The black box problem of generative AI coding, and what we do with black boxes

#ai

Part of the problem with generative AI coding is that it ends up acting highly like a black box. So you generate some code, but that code may - in the best case scenario - be generated from subject matter expert source code but be inscrutable. Or the volume of code required to make the feature is prohibitive to then making a detailed review and ends up having to be checked and QA-ed based on how the functional concerns run, and actually pathing through the code is left to as an exercise for the future engineer.

So things go into the black box, wherein we cannot clearly see what happens, and the result out the other side is rather smudged, obscured, and hard to read.

This lends itself to one of the modern software engineering problems; before when we wrote the code individually or reviewed as a team, we could become familiar with the code through that process or rely on team members to leave breadcrumbs. Now the breadcrumbs stop just short of the side of the box, and it's opaque.

So it is time to start grading pull request commits and building our own quality checks.

Static Analysis

Start running static analysis on PR changes. There are tools that you can run on every PR as part of the test suite to check the projects' lines of code, cyclomatic complexity, maintainability, and health (*)[https://en.wikipedia.org/wiki/Halstead_complexity_measures] Put another way, there is a certain amount of standing on the shoulders of experts that you can do to incorporate long existing metrics and get a lot of the design work for the metrics for free.

Grade

Another way to start making transparent how the black box is moving is to start grading the set of changes. Is it an A+ changeset, a C-, an F? Giving simple visuals to match allows reviewers to modify their level of scrutiny based on the feedback signals.

Health

Refine project health quality metrics for this individual project.

Look, part of the benefit of this is that familiarity with the project is the core skill to make for a better health check. If the people don't know what looks like health in the interior of their project, there is no way that the machines will.
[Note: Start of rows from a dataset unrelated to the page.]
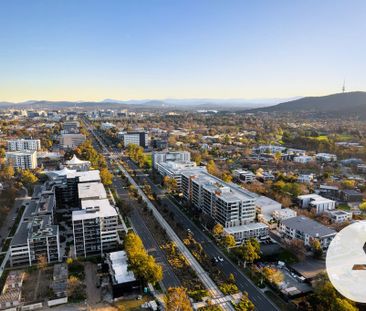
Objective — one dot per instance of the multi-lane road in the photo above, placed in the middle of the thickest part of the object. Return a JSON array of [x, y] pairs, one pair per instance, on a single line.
[[260, 300]]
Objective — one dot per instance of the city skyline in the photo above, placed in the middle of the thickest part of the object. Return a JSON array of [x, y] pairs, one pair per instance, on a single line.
[[90, 51]]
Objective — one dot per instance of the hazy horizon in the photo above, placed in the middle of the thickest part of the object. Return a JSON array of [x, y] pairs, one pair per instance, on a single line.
[[93, 50]]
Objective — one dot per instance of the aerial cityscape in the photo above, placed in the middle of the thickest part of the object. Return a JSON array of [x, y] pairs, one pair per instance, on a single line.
[[182, 155]]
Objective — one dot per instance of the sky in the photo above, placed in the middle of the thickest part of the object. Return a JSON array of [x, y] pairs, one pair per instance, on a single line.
[[156, 49]]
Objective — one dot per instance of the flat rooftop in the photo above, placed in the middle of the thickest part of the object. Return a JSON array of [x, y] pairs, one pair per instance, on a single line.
[[308, 226], [118, 268], [91, 190], [93, 209], [247, 227]]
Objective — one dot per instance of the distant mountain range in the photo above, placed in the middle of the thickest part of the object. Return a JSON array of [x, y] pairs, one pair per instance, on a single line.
[[179, 104], [350, 104]]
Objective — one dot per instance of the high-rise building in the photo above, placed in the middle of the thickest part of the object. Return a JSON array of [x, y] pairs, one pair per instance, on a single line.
[[37, 235], [71, 141], [170, 156], [24, 144], [136, 138], [94, 227], [22, 159]]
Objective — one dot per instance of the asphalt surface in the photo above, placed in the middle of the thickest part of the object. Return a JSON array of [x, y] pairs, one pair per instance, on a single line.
[[259, 299], [169, 277]]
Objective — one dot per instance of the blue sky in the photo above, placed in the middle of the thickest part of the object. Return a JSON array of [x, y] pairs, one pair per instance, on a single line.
[[91, 50]]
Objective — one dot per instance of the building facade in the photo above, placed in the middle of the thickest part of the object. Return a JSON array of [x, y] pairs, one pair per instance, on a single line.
[[22, 159], [24, 144]]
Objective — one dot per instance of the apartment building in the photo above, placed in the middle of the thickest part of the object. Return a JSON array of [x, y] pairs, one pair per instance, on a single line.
[[306, 229], [244, 176], [94, 227], [76, 164], [316, 202], [170, 156], [71, 141], [22, 159], [24, 144], [71, 127], [175, 169], [136, 138], [66, 185], [228, 204], [37, 235]]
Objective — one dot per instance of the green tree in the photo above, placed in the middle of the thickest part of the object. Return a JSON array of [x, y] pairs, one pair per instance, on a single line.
[[218, 230], [106, 176], [273, 275], [244, 304], [177, 300], [28, 178], [249, 251], [229, 241]]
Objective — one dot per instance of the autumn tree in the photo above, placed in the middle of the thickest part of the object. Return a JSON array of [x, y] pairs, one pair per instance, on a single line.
[[273, 275], [177, 300], [244, 304], [27, 178], [228, 241], [106, 176], [218, 230], [143, 265], [42, 262], [170, 184], [249, 251], [316, 248]]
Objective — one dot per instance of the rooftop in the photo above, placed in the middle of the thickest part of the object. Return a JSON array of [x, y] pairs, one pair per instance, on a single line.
[[308, 226], [93, 209], [91, 190], [118, 268]]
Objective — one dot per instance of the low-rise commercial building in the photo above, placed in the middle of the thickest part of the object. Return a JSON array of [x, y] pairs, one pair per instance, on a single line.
[[170, 156], [339, 216], [316, 202], [306, 229], [123, 280], [244, 176], [326, 157], [24, 144]]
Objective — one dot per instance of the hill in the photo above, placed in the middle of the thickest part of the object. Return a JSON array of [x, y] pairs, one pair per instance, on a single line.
[[351, 104]]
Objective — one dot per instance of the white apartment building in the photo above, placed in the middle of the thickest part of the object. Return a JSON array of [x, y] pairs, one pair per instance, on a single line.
[[174, 170], [71, 141], [107, 126], [231, 206], [306, 229], [303, 159], [134, 138], [170, 156], [317, 202], [22, 159], [265, 208], [24, 144]]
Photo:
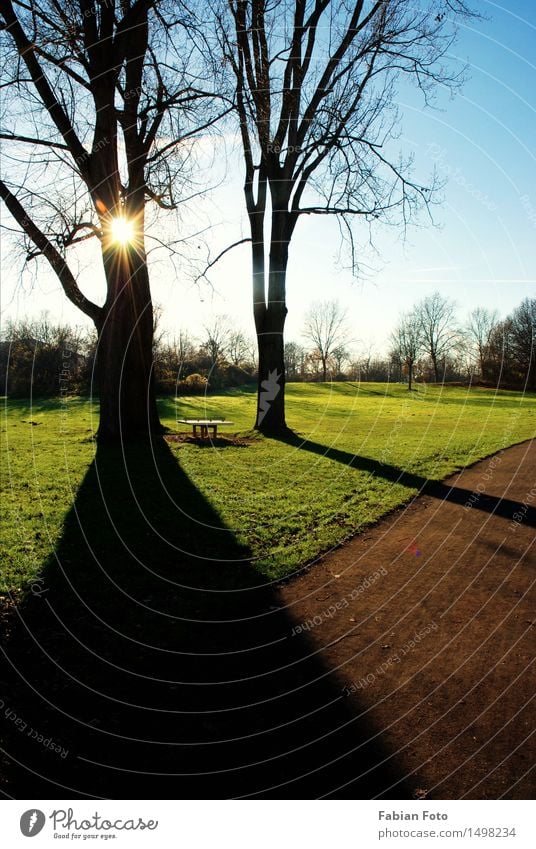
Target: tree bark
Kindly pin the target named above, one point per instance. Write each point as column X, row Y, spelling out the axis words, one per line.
column 125, row 349
column 270, row 325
Is the core loop of the app a special case that needs to be kept fast? Is there a hotspot of the project that changes constantly and is critical for all of the app? Weight the risk of changes in that area higher. Are in-code commenting and documentation a high priority for the understandability of certain core files? There are tools you can run to check on that.

Act like an old-school manager from the 90s

There always used to be the stories of managers of coders who would measure their productivity by how many lines of code they produced. Well, in this scenario if we examine the generative code output, lines of code are often the problem. Maybe even the major problem, since we can use them roughly as a proxy for complexity. You don't want to read 1,000 lines of code generated by AI, and you certainly don't want to read 10,000. So measuring lines of code is a good starting point, as a reverse metric. Lower is probably better, and adding too much should raise flags. It is also worth considering how many lines of source code is the teams limit of complexity beyond which there will be trouble maintaining it.

Ratchets

Setting ratchets, the practice of getting metrics and then setting upper bounds or lower bounds on them, and then slowly "ratchet"ing the constraints tighter over time, also works to gradually and iteratively work down complexity over time.

Locking down certain files

Not all source files are created equal. Identifying either high churn files or high sensitivity files, and then flagging changes to them, or flagging how long the file is, is one way to specify areas of the project that require higher scrutiny.

The Ghost In The Machine's Project

In the end, we are talking about a rather difficult endeavor; how is that vague, squishy idea of "quality" defined for this specific project? I get it, I've been there, it sounds a bit like an english major's thesis defense: set up metrics that actually reflect the quality of a project? It is such a hard to pin down non-functional requirement that it may never be perfect. Which is why it's good to set up some foundational and simple basics then over time grow the quality and health.